LA RICERCA: IL PARADOSSO DEL TALENTO

Il sistema di ricerca italiano si trova di fronte a un paradosso: da un lato, vanta eccellenze riconosciute a livello internazionale; dall’altro, soffre di un sotto finanziamento cronico che alimenta la “fuga di cervelli”. La strategia vuole consolidare le posizioni di rilievo scientifico dell’Italia ma ciò si scontra con la realtà di un ecosistema accademico che fatica a trattenere i suoi talenti migliori. La sfida non è solo quella di aumentare i finanziamenti, ma di creare un ambiente di ricerca competitivo a livello globale, capace di attrarre e trattenere i migliori ricercatori. In questo caso sarebbe necessario un ripensamento profondo delle politiche di ricerca e innovazione, che vada oltre il mero incremento delle risorse finanziarie ma che si concentri sul trattenere i talenti una volta formati.

LA FORMAZIONE: COLMARE IL DIVARIO DI COMPETENZE

L’integrazione dell’IA nei programmi educativi è un obiettivo cruciale, ma si scontra con un sistema formativo che fatica già a fornire competenze digitali di base. La sfida non è solo tecnica, ma pedagogica e culturale: come creare un percorso formativo che parta dalle fondamenta e arrivi alle frontiere dell’IA? È richiesto un ripensamento radicale del sistema educativo, che deve diventare più flessibile, reattivo e integrato con il mondo del lavoro e della ricerca.

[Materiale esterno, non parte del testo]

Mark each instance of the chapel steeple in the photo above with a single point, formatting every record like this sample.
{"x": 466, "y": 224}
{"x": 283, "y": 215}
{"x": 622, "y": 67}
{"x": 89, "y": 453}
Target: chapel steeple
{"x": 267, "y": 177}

LA PUBBLICA AMMINISTRAZIONE: INERZIA ISTITUZIONALE E INNOVAZIONE

Anche la digitalizzazione della Pubblica Amministrazione rappresenta una delle sfide più complesse. La strategia propone di utilizzare l’IA per migliorare l’efficienza e i servizi, ma questa ambizione si scontra con una realtà caratterizzata da inerzia istituzionale e resistenza al cambiamento. Il successo in questo ambito non dipende solo dall’implementazione di nuove tecnologie, ma richiede una trasformazione culturale profonda all’interno delle istituzioni, bilanciando l’innovazione tecnologica e il cambiamento organizzativo.

LE IMPRESE: IL DILEMMA DELL’ADOZIONE TECNOLOGICA

Infine, modificare il tessuto imprenditoriale italiano risulta una sfida di sussistenza: solo il 15% delle PMI ha avviato progetti pilota di IA, un dato che riflette una carenza di risorse e di persone che possano facilitare l’adozione di nuove tecnologie. La strategia vuole sostenere lo sviluppo e l’utilizzo di soluzioni IA, ma il successo di queste iniziative dipenderà dalla capacità di creare un ecosistema che favorisca l’innovazione senza compromettere l’identità e i punti di forza delle imprese.

VERSO UN FUTURO INCERTO MA POSSIBILE

Il rischio di relegare l’Italia a mero consumatore di innovazioni altrui è alto. Inoltre, l’accentuazione del divario digitale potrebbe esacerbare le disuguaglianze esistenti, creando una frattura sociale ancora più profonda. La sfida posta dall’IA all’Italia è indubbiamente enorme, e le prospettive immediate non appaiono rosee. Tuttavia, la storia ci insegna che l’Italia ha sempre saputo reinventarsi nei momenti cruciali, facendo leva sulle capacità uniche dei suoi cittadini e sulla resilienza del suo tessuto sociale ed economico. Come ricorda Sant’Agostino, “la speranza ha due bellissimi figli: lo sdegno e il coraggio. Lo sdegno per la realtà delle cose; il coraggio per cambiarle.” È il momento di provare a cambiarle, perché con l’IA nessuno si salva da solo.